Future of Limerick’s Georgian House is uncertain

The future of the Georgian House is in doubt after a decision was taken to close its doors to visitors next month, with the loss of five jobs.

Originally built in 1830, the house on Pery Square was restored to its former glory by Limerick Civic Trust and opened as a visitor centre in 1999.

The restoration project, led by the late Denis Leonard, was hailed as a great success and a showcase of the city’s Georgian architectural heritage.

The Georgian House and Garden, will continue to host meetings and receptions but tourists to the city will only get to visit the house by booking one of the civic trust’s walking tours, which were launched recently to great fanfare.
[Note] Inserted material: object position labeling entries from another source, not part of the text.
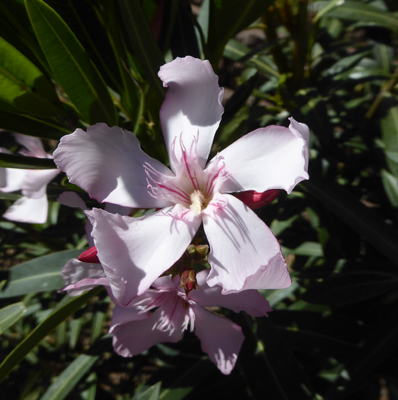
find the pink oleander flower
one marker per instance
(86, 272)
(136, 329)
(33, 206)
(109, 164)
(256, 200)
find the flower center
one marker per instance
(198, 202)
(192, 186)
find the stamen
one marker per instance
(197, 200)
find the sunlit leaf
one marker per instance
(72, 68)
(38, 275)
(42, 330)
(68, 379)
(23, 86)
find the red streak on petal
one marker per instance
(89, 256)
(256, 200)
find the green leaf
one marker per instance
(226, 21)
(143, 43)
(42, 330)
(31, 126)
(69, 378)
(360, 12)
(390, 183)
(10, 315)
(236, 51)
(23, 86)
(152, 393)
(72, 68)
(38, 275)
(15, 161)
(359, 218)
(305, 249)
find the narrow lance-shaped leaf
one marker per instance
(42, 330)
(23, 86)
(38, 275)
(32, 126)
(10, 315)
(68, 379)
(70, 64)
(143, 43)
(226, 21)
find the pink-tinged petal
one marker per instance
(192, 105)
(256, 200)
(267, 158)
(301, 130)
(139, 249)
(123, 315)
(131, 338)
(90, 256)
(11, 179)
(116, 209)
(36, 181)
(220, 338)
(108, 164)
(32, 144)
(250, 301)
(81, 276)
(72, 199)
(244, 254)
(166, 283)
(32, 211)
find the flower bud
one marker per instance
(90, 256)
(256, 200)
(188, 279)
(201, 252)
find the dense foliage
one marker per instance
(333, 65)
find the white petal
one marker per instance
(32, 211)
(250, 301)
(244, 254)
(108, 164)
(268, 158)
(72, 199)
(36, 181)
(192, 105)
(220, 338)
(136, 251)
(131, 338)
(11, 179)
(80, 276)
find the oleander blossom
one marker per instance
(136, 329)
(109, 164)
(32, 207)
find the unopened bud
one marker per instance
(191, 250)
(188, 279)
(256, 200)
(89, 256)
(201, 252)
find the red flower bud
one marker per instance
(90, 256)
(256, 200)
(188, 279)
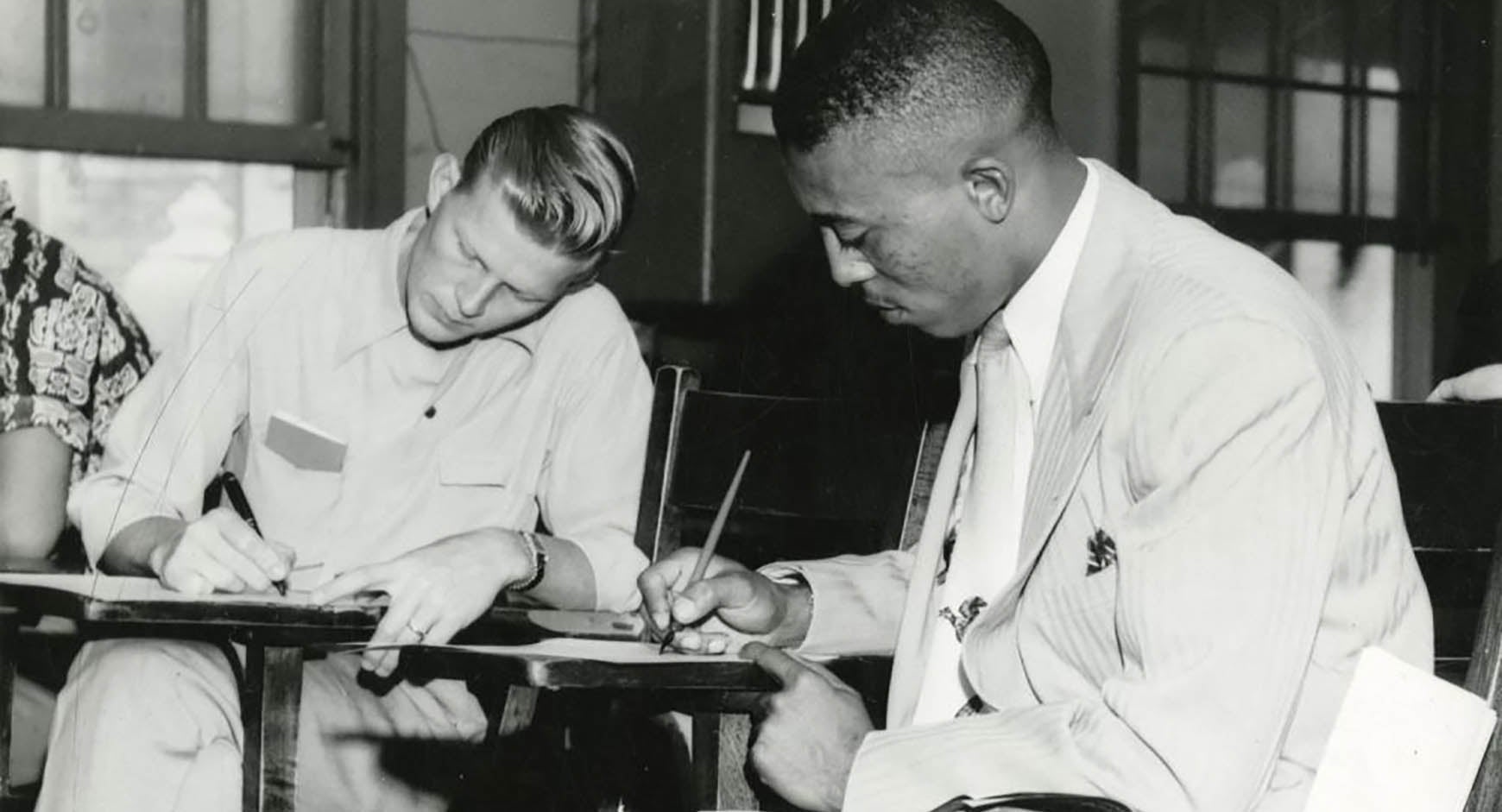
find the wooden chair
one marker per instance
(825, 477)
(1448, 461)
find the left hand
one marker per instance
(434, 590)
(807, 743)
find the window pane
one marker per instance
(154, 227)
(1317, 42)
(22, 59)
(1163, 155)
(1164, 26)
(1241, 36)
(1357, 292)
(127, 56)
(1379, 42)
(1316, 137)
(259, 53)
(1382, 158)
(1241, 146)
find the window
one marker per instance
(155, 134)
(1322, 132)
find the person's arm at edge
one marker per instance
(35, 466)
(172, 431)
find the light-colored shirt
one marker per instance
(1032, 322)
(548, 419)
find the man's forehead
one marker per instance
(850, 179)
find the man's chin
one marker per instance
(432, 332)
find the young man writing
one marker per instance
(416, 400)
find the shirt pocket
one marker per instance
(475, 470)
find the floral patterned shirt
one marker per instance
(69, 350)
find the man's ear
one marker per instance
(442, 178)
(992, 186)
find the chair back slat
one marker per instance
(1448, 461)
(825, 476)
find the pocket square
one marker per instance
(1103, 552)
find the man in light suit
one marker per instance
(1164, 523)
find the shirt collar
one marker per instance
(1033, 314)
(375, 306)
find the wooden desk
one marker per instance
(274, 639)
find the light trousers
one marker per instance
(155, 725)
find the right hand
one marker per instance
(219, 552)
(1483, 383)
(741, 605)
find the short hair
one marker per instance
(913, 63)
(570, 180)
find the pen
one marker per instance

Staff at the Georgian House, some of whom have worked there for 17 years, were informed of their redundancies by James Ring, who was appointed manager of the civic trust last year.

“We haven’t decided as yet what is going to happen,” he said. “We were losing a lot of money on the house, the business plan wasn’t working so we need to rethink the business of the house and how we do our business in there.”

Two staff at the Bishop’s Palace have also been made redundant, leaving Mr Ring as the only person directly employed by the trust.

Mayor Jim Long expressed his disappointment at the announcement, saying he will “use the powers of the mayor’s office to make sure the Georgian House is opened as a matter of urgency.